# Introduction

This notebook explores summarization templates and the default prompts supplied by LangChain.

It uses the Azure OpenAI models.

In [2]:
import os
import textwrap

from helpers.utilities import install_if_needed, load_keys, get_env_file_keys
from dotenv import find_dotenv, load_dotenv

In [3]:
ENV_FILE_NAME = '.env_azure_openai'

In [4]:
get_env_file_keys(ENV_FILE_NAME)

['OPENAI_API_TYPE', 'OPENAI_API_VERSION', 'OPENAI_API_BASE', 'OPENAI_API_KEY']

In [5]:
load_keys(ENV_FILE_NAME)

In [6]:
install_if_needed (['langchain'])

from langchain.chat_models import AzureChatOpenAI

langchain is already installed.


## load_summarize_chain

In [8]:
from langchain.chains.summarize import load_summarize_chain
from langchain.document_loaders import WebBaseLoader

loader = WebBaseLoader("https://lilianweng.github.io/posts/2023-06-23-agent/")
docs = loader.load()

llm = AzureChatOpenAI(deployment_name="gpt-35-turbo-16k",
                      temperature=0,)

In [9]:
chain = load_summarize_chain(llm, chain_type="stuff")

In [10]:
%%time
result = chain.run(docs)

CPU times: user 63 ms, sys: 4.45 ms, total: 67.5 ms
Wall time: 47.4 s


In [11]:
print(textwrap.fill(result))

The article discusses the concept of building autonomous agents
powered by large language models (LLMs). It explores the components of
such agents, including planning, memory, and tool use. The article
provides case studies and proof-of-concept examples of LLM-powered
agents in various domains. It also highlights the challenges and
limitations of using LLMs in agent systems.


In [12]:
chain.__fields__.keys()

dict_keys(['memory', 'callbacks', 'callback_manager', 'verbose', 'tags', 'metadata', 'input_key', 'output_key', 'llm_chain', 'document_prompt', 'document_variable_name', 'document_separator'])

In [13]:
print(chain.llm_chain.prompt.template)

Write a concise summary of the following:


"{text}"


CONCISE SUMMARY:


## StuffDocumentsChain

The load_summarize_chain with chain_type stuff is really just an instance of a StuffDocumentsChain built from a PromptTemplate.

In [14]:
from langchain.chains.llm import LLMChain
from langchain.prompts import PromptTemplate
from langchain.chains.combine_documents.stuff import StuffDocumentsChain

prompt_template = """Write a concise summary of the following:
"{text}"
CONCISE SUMMARY:"""
prompt = PromptTemplate.from_template(prompt_template)

# Define LLM chain
llm = llm
llm_chain = LLMChain(llm=llm, prompt=prompt)

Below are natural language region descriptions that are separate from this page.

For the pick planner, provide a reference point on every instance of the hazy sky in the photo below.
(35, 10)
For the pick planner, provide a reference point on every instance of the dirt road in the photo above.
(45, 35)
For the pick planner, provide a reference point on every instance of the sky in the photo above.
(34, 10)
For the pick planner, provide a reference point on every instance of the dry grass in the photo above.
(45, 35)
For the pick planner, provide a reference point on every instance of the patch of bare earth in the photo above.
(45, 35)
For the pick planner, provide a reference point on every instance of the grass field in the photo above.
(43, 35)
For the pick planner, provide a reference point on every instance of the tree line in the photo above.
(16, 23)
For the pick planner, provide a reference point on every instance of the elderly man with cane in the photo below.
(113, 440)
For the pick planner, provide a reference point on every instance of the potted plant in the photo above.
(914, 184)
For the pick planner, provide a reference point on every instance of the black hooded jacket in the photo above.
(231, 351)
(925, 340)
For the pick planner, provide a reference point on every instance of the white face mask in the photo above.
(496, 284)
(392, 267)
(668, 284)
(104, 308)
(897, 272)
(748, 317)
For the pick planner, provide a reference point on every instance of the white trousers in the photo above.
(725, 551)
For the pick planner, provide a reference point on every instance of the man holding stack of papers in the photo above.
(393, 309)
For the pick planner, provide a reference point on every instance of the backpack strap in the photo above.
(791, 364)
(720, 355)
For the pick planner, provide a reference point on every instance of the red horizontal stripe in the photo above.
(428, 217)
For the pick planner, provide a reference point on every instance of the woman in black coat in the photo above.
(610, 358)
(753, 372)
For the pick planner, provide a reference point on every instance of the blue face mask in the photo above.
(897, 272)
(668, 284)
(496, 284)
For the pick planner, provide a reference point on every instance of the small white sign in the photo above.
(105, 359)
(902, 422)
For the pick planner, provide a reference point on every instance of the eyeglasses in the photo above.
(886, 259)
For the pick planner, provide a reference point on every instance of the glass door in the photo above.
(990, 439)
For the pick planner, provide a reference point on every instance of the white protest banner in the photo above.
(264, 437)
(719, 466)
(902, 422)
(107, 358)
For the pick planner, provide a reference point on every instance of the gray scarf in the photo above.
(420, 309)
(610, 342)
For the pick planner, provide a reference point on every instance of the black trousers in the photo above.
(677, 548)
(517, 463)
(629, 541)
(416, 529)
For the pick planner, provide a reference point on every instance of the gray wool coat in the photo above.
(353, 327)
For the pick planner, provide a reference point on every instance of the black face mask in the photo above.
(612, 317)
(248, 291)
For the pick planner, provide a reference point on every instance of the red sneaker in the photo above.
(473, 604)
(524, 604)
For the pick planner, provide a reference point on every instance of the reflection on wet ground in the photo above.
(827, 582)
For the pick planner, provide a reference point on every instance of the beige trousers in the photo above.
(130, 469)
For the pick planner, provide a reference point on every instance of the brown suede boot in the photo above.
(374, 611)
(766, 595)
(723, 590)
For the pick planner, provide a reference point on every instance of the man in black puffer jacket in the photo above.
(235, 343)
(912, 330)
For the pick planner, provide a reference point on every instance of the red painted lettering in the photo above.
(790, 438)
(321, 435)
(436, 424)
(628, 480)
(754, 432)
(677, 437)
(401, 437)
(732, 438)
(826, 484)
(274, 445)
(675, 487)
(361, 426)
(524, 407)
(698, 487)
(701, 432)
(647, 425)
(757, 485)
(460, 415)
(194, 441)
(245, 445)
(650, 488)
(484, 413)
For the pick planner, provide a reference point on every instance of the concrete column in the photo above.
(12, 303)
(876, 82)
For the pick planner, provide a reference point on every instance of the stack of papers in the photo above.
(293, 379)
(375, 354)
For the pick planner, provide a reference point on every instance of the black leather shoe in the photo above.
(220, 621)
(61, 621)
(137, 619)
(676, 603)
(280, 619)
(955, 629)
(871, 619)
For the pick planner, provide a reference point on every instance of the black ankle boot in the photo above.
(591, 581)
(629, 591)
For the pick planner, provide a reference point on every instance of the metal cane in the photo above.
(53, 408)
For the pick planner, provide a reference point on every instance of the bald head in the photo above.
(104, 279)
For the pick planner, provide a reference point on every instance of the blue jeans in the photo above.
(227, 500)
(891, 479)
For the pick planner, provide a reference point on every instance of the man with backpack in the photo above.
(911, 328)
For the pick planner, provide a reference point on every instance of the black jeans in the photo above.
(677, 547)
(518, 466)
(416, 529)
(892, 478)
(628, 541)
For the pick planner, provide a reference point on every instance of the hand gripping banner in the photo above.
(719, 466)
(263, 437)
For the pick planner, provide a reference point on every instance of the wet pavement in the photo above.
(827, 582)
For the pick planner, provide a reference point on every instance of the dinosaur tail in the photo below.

stuff_chain = StuffDocumentsChain(llm_chain=llm_chain, document_variable_name="text")

docs = loader.load()

In [15]:
%%time
result = stuff_chain.run(docs)

CPU times: user 57.4 ms, sys: 2.13 ms, total: 59.5 ms
Wall time: 5.1 s


In [16]:
print(textwrap.fill(result))

The article discusses the concept of building autonomous agents
powered by large language models (LLMs). It explores the components of
such agents, including planning, memory, and tool use. The article
provides case studies and examples of proof-of-concept demos,
highlighting the challenges and limitations of LLM-powered agents. It
also includes references to related research papers and provides a
citation for the article.


In [17]:
print(stuff_chain.llm_chain.prompt.template)

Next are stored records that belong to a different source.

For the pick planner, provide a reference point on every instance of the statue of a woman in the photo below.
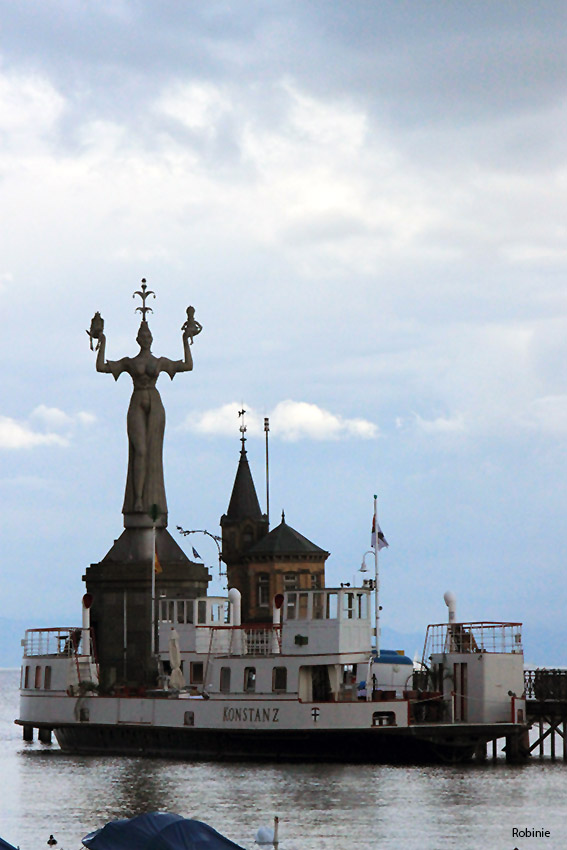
(146, 415)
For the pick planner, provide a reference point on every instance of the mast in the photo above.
(267, 429)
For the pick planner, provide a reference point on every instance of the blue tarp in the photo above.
(158, 831)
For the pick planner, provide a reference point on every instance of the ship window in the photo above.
(225, 680)
(290, 581)
(202, 611)
(318, 609)
(279, 679)
(332, 606)
(196, 673)
(250, 679)
(383, 718)
(291, 604)
(263, 589)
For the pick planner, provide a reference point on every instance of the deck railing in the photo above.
(481, 636)
(546, 685)
(57, 641)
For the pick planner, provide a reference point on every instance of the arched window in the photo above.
(263, 589)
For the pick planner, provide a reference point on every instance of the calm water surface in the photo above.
(320, 806)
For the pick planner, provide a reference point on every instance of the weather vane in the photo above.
(243, 428)
(143, 295)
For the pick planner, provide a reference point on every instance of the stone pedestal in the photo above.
(121, 615)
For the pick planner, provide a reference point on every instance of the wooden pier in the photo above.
(546, 709)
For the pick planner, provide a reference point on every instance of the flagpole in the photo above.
(376, 580)
(153, 641)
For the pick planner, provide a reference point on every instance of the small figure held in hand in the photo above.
(96, 329)
(191, 327)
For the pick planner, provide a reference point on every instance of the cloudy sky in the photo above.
(366, 203)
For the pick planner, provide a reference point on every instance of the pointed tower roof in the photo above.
(244, 502)
(285, 540)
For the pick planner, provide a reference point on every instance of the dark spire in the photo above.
(243, 501)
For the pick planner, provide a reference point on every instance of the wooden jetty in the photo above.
(546, 710)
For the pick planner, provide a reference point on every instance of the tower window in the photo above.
(290, 581)
(263, 590)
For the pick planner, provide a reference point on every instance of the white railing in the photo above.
(239, 640)
(472, 637)
(57, 641)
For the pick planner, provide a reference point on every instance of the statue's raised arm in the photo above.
(146, 415)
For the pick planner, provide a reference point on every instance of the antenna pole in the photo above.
(267, 429)
(376, 580)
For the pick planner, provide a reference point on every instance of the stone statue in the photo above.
(145, 489)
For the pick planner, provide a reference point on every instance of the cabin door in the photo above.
(461, 691)
(321, 683)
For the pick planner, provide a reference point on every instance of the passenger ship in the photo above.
(284, 667)
(307, 686)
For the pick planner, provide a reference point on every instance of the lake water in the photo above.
(321, 807)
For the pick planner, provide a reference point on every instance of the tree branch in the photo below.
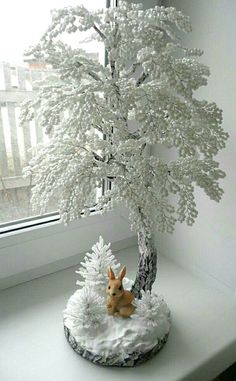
(142, 79)
(91, 73)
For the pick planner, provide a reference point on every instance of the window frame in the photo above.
(36, 246)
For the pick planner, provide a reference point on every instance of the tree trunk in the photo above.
(147, 266)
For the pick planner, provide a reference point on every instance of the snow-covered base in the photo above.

Write a concise summary of the following:
"{text}"
CONCISE SUMMARY:


## Map-Reduce

Now we explore the use of map-reduce to address inputs that are too large.

In [18]:
# Switching to gpt-35-turbo which has a smaller input window than gpt-3.5-turbo-16k.
llm = AzureChatOpenAI(deployment_name="gpt-35-turbo",
                      temperature=0,)

In [19]:
# Build the stuff chain around the smaller input window llm.
llm_chain = LLMChain(llm=llm, prompt=prompt)
smaller_stuff_chain = StuffDocumentsChain(llm_chain=llm_chain, document_variable_name="text")

In [20]:
# Generate the anticipated error.
try:
    smaller_stuff_chain.run(docs)
except Exception as e:
    print(f"Caught an Invalid Request Error: {e}")

Caught an Invalid Request Error: This model's maximum context length is 4096 tokens. However, your messages resulted in 9530 tokens. Please reduce the length of the messages.


In [21]:
from langchain.chains.mapreduce import MapReduceChain
from langchain.text_splitter import RecursiveCharacterTextSplitter
from langchain.chains import MapReduceDocumentsChain

In [26]:
text_splitter = RecursiveCharacterTextSplitter(chunk_size=5000, chunk_overlap=200)
chunks = text_splitter.split_documents(docs)

In [27]:
len(chunks)

10

In [28]:
map_reduce_chain = load_summarize_chain(llm, chain_type="map_reduce")

In [29]:
%%time
result = map_reduce_chain.run(input_documents=chunks, return_only_outputs=True)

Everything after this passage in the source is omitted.